Войдя в подъезд, он, не доходя до Сергея Ивановича, сам на ходу снял с себя пальто и вывернул его подкладкой наверх, чтобы тот не заметил заштопанного места. На нем был синий, очевидно - давнишний, от хорошего портного, пиджак с мягким воротником и серые, в мелкую клеточку штаны с пуговичками у колен. Сергей Иванович при его появлении снял очки, торопливо положил их на газету и принял пальто и шляпу.

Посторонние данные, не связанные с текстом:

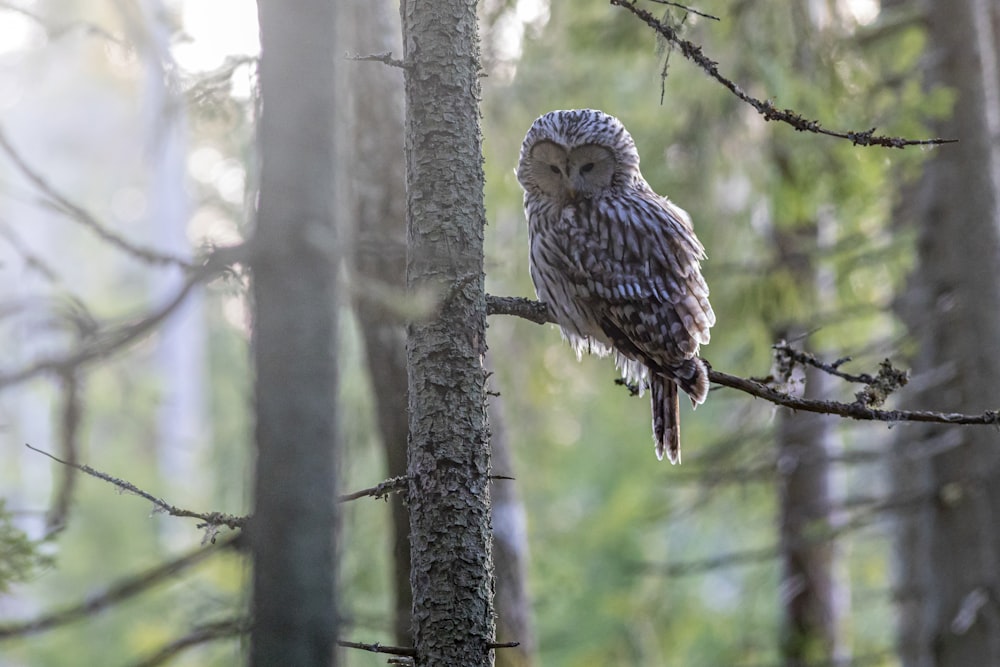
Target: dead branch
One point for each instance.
(765, 108)
(537, 312)
(121, 590)
(211, 520)
(72, 412)
(201, 634)
(385, 58)
(103, 344)
(379, 648)
(80, 215)
(380, 490)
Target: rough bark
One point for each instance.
(378, 217)
(809, 620)
(510, 551)
(948, 544)
(449, 461)
(295, 323)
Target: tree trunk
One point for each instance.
(449, 461)
(295, 324)
(378, 198)
(809, 620)
(948, 545)
(510, 551)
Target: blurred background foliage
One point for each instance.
(632, 562)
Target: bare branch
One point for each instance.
(385, 58)
(852, 410)
(201, 634)
(75, 212)
(380, 490)
(72, 410)
(108, 342)
(117, 592)
(379, 648)
(689, 10)
(766, 109)
(533, 311)
(537, 312)
(210, 519)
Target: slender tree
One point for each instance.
(295, 297)
(449, 461)
(378, 220)
(949, 539)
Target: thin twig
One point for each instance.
(689, 10)
(766, 109)
(385, 58)
(72, 410)
(84, 217)
(852, 410)
(379, 648)
(201, 634)
(536, 311)
(115, 593)
(811, 360)
(103, 344)
(380, 490)
(210, 519)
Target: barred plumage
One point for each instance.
(618, 265)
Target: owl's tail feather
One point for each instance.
(666, 418)
(692, 376)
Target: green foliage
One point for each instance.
(20, 556)
(778, 210)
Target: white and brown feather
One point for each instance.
(618, 265)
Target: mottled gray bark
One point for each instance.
(948, 545)
(510, 551)
(449, 460)
(378, 217)
(295, 298)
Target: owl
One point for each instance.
(618, 265)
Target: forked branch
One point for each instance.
(765, 108)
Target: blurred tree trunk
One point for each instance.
(948, 544)
(449, 458)
(806, 443)
(295, 298)
(510, 551)
(378, 220)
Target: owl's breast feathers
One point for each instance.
(630, 262)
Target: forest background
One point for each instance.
(144, 115)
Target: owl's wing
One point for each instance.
(642, 263)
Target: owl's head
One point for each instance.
(576, 153)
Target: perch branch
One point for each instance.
(537, 312)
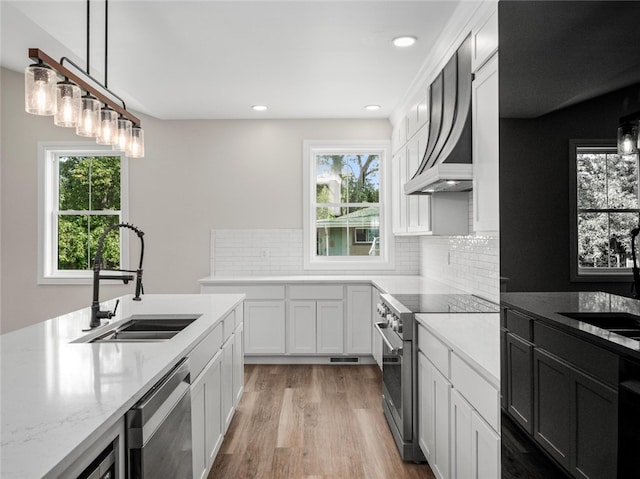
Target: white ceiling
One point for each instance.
(212, 59)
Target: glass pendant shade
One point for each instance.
(136, 147)
(628, 139)
(68, 104)
(89, 119)
(40, 90)
(108, 134)
(124, 133)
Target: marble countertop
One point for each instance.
(475, 337)
(406, 284)
(58, 396)
(547, 305)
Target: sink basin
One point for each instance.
(624, 324)
(143, 328)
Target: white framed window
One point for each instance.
(605, 207)
(346, 205)
(82, 190)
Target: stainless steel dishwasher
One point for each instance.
(159, 429)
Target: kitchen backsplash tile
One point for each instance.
(264, 252)
(471, 263)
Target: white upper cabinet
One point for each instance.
(485, 38)
(485, 147)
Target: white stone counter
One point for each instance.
(58, 397)
(475, 337)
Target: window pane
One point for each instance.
(72, 242)
(74, 183)
(105, 183)
(111, 249)
(622, 180)
(347, 178)
(604, 239)
(354, 233)
(592, 180)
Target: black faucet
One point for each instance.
(96, 313)
(636, 272)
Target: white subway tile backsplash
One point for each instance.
(280, 252)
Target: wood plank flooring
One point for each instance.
(312, 422)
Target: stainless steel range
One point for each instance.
(399, 331)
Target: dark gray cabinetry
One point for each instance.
(563, 391)
(519, 380)
(576, 418)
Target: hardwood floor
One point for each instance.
(312, 422)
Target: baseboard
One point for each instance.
(346, 359)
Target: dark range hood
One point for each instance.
(446, 165)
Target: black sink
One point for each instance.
(624, 324)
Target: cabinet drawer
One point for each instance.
(477, 390)
(590, 358)
(270, 291)
(316, 291)
(518, 324)
(205, 350)
(435, 350)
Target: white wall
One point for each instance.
(196, 176)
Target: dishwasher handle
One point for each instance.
(147, 414)
(393, 349)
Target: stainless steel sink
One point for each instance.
(143, 328)
(624, 324)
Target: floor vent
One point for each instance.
(343, 360)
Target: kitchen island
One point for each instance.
(570, 375)
(60, 395)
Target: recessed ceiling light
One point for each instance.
(405, 41)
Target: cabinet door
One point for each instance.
(461, 437)
(302, 327)
(227, 381)
(214, 432)
(426, 412)
(376, 339)
(596, 429)
(552, 406)
(199, 449)
(519, 380)
(238, 364)
(330, 327)
(485, 147)
(264, 327)
(399, 199)
(441, 464)
(359, 314)
(485, 449)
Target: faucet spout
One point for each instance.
(96, 313)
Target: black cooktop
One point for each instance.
(446, 303)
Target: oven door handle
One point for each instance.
(393, 349)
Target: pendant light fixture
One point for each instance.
(40, 89)
(112, 124)
(68, 104)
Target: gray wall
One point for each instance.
(196, 175)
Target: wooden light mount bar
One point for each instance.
(37, 54)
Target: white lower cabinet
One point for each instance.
(359, 312)
(215, 390)
(264, 327)
(453, 435)
(315, 327)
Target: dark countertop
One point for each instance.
(547, 305)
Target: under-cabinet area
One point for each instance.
(458, 395)
(315, 321)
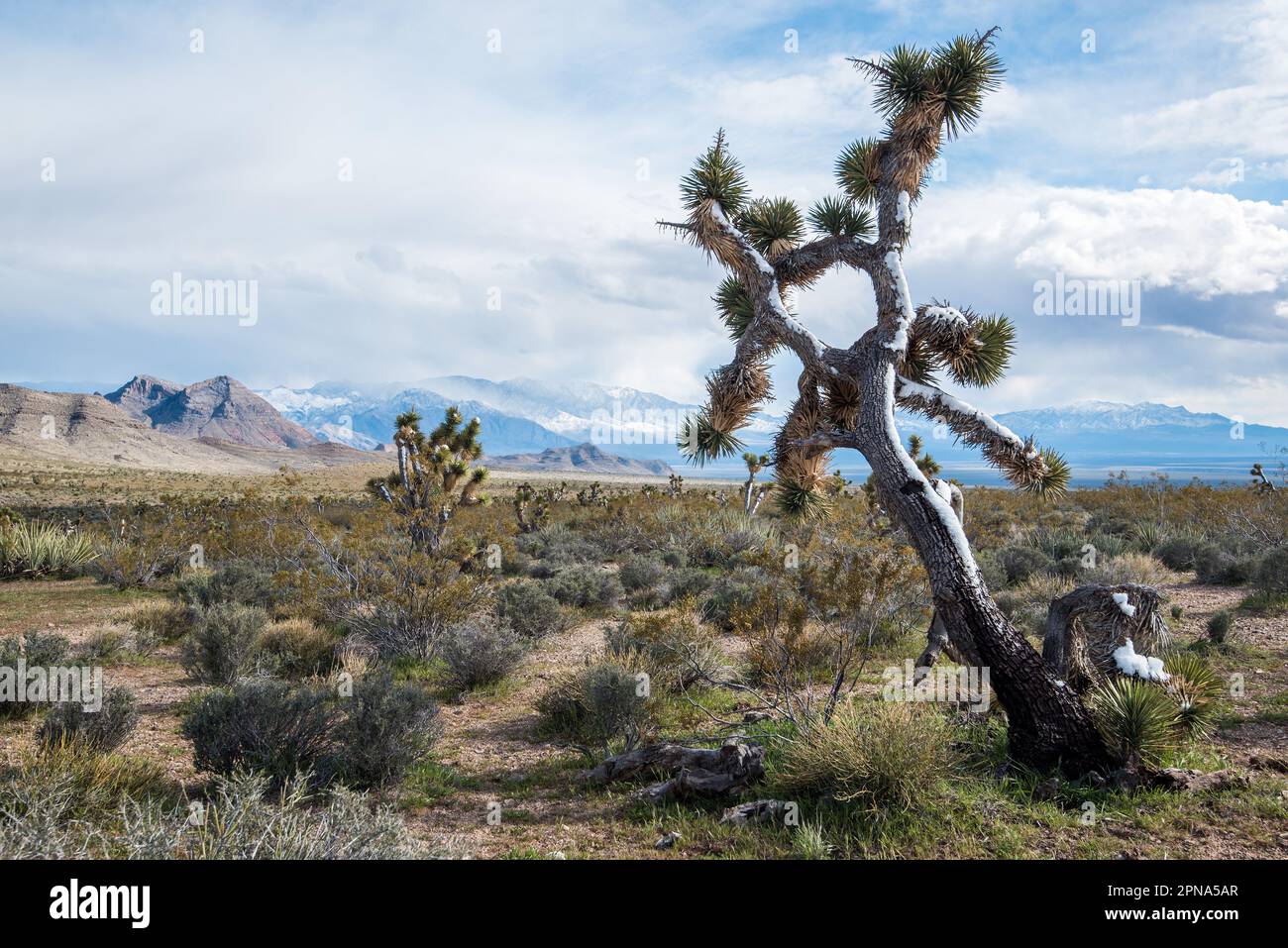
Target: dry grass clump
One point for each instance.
(881, 755)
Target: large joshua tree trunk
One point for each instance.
(846, 397)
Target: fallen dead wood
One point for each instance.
(690, 772)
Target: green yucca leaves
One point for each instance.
(966, 69)
(986, 363)
(734, 305)
(1196, 690)
(773, 226)
(954, 78)
(798, 501)
(1136, 719)
(1055, 481)
(903, 80)
(42, 549)
(857, 170)
(700, 442)
(841, 218)
(716, 175)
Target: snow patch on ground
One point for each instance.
(1138, 666)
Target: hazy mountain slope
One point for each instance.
(89, 429)
(222, 407)
(142, 393)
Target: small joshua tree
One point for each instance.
(846, 395)
(750, 496)
(532, 507)
(436, 475)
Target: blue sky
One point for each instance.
(531, 176)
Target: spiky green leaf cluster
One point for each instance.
(966, 69)
(734, 305)
(798, 501)
(903, 81)
(841, 218)
(1136, 719)
(953, 78)
(1196, 689)
(773, 224)
(857, 170)
(700, 442)
(1055, 480)
(987, 360)
(716, 175)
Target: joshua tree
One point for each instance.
(846, 395)
(755, 464)
(436, 474)
(532, 507)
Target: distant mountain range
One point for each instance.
(533, 425)
(524, 416)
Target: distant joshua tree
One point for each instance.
(846, 395)
(436, 475)
(750, 496)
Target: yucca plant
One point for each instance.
(1196, 689)
(436, 474)
(1137, 720)
(42, 549)
(848, 393)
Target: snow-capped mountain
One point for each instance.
(522, 416)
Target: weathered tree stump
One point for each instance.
(691, 772)
(1085, 626)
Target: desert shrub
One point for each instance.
(31, 549)
(585, 586)
(671, 647)
(222, 646)
(101, 730)
(42, 649)
(481, 652)
(686, 582)
(243, 820)
(71, 802)
(1136, 719)
(1196, 689)
(295, 648)
(531, 610)
(44, 790)
(1021, 562)
(732, 591)
(1219, 626)
(640, 572)
(599, 704)
(1179, 553)
(159, 618)
(881, 755)
(675, 558)
(397, 601)
(1218, 566)
(1026, 604)
(102, 646)
(809, 843)
(1147, 536)
(137, 562)
(385, 729)
(1273, 572)
(1129, 567)
(263, 725)
(237, 581)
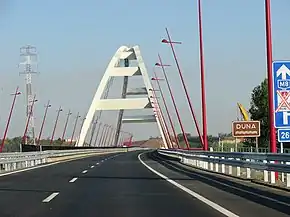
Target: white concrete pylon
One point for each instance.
(113, 70)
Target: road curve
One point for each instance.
(119, 185)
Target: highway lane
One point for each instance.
(241, 197)
(21, 194)
(118, 186)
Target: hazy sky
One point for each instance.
(76, 40)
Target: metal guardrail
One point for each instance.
(233, 162)
(248, 149)
(18, 160)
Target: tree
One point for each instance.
(259, 110)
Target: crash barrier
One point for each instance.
(257, 166)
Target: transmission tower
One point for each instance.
(28, 55)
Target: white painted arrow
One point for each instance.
(284, 71)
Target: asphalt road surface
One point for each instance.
(132, 185)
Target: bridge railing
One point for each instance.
(248, 149)
(17, 160)
(259, 167)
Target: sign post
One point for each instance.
(246, 129)
(281, 95)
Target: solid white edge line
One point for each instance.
(192, 193)
(73, 180)
(32, 168)
(50, 197)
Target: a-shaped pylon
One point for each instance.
(114, 69)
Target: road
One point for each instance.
(125, 184)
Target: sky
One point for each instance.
(75, 41)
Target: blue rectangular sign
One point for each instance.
(281, 93)
(284, 135)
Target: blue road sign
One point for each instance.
(281, 93)
(284, 135)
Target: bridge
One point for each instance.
(102, 170)
(113, 176)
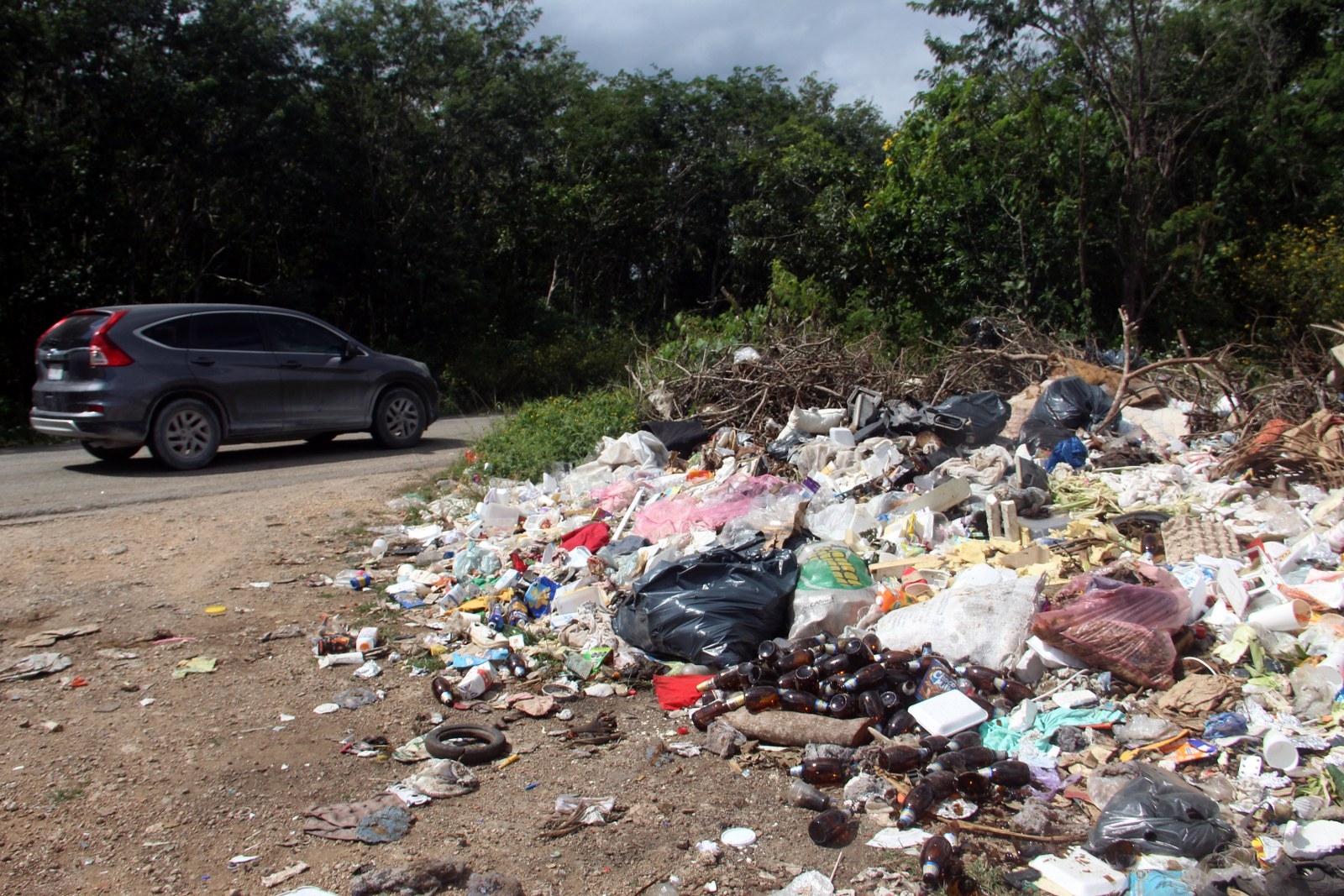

Когда входили сотрудники попроще, дававшие в конце месяца серебряную мелочь, Сергей Иванович только передвигал очки с переносицы на лоб. Если же входили более важные, дававшие по рублю и по два, - перед теми он всегда совсем снимал очки. И степенью его поспешности при раздевании определялось его уважение к данному лицу
Кисляков нервно пригладил перед зеркалом свой остриженный бобрик, посмотрев на себя сквозь пенснэ, потом вбежал по лестнице и сначала прошел мимо дверей библиотечного зала, чтобы посмотреть, где человек в синем фартуке.
Тот сидел на своем месте. Кисляков прошел в зал, но сделал такой вид, как будто он уже давно пришел и только выходил куда-то по делу, а теперь возвращается к оставленной работе.